问题
Seems this would not be a deterministic thing, or is there a way to do this reliably?
回答1:
If you're using gzip, you can do something like this:
# diff <(zcat file1.gz) <(zcat file2.gz)
回答2:
Reliable: unzip both, diff.
I have no idea if that answer's good enough for your use, but it works.
回答3:
In general, you cannot avoid decompressing and then comparing. Different compressors will result in different DEFLATEd byte streams, which when INFLATEd result in the same original text. You cannot simply compare the DEFLATEd data, one to another. That will FAIL in some cases.
But in a ZIP scenario, there is a CRC32 calculated and stored for each entry. So if you want to check files, you can simply compare the stored CRC32 associated to each DEFLATEd stream, with the caveats on the uniqueness properties of the CRC32 hash. It may fit your needs to compare the FileName and the CRC.

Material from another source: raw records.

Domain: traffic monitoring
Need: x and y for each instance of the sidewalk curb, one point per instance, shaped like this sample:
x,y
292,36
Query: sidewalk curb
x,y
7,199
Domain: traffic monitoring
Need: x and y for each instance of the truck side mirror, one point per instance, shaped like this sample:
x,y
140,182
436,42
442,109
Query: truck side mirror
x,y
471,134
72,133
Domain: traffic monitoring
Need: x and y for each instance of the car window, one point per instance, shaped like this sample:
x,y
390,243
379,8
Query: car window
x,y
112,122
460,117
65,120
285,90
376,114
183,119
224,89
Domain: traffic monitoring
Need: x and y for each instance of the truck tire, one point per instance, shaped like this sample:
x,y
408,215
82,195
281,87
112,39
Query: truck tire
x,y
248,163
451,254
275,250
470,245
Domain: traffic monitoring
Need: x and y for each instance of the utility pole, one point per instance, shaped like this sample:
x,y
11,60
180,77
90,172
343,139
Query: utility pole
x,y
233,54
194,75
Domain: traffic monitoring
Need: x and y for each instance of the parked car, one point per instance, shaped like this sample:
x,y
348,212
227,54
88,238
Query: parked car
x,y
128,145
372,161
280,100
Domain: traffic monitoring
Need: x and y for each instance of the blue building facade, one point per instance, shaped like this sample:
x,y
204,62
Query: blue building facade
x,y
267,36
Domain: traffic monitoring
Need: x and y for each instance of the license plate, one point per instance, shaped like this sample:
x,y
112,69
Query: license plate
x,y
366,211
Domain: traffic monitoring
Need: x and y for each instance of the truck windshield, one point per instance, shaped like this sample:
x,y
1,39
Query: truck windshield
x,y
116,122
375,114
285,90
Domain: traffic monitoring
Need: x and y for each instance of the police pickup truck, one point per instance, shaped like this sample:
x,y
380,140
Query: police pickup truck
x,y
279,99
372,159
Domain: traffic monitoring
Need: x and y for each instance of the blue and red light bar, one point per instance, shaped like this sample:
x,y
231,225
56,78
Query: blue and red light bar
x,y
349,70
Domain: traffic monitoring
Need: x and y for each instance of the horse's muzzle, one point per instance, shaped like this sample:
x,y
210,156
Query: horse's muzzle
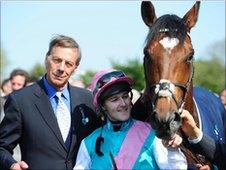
x,y
165,127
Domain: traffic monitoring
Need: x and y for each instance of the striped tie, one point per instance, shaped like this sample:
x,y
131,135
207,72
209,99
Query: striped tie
x,y
63,116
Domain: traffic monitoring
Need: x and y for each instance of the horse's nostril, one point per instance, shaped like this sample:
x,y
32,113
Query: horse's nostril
x,y
177,117
154,120
175,122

You would need a ZIP library that reads zip files and exposes those things as properties on the "ZipEntry" object. DotNetZip will do that for .NET apps.
回答4:
zipcmp compares the zip archives zip1 and zip2 and checks if they contain the same files, comparing their names, uncompressed sizes, and CRCs. File order and compressed size differences are ignored.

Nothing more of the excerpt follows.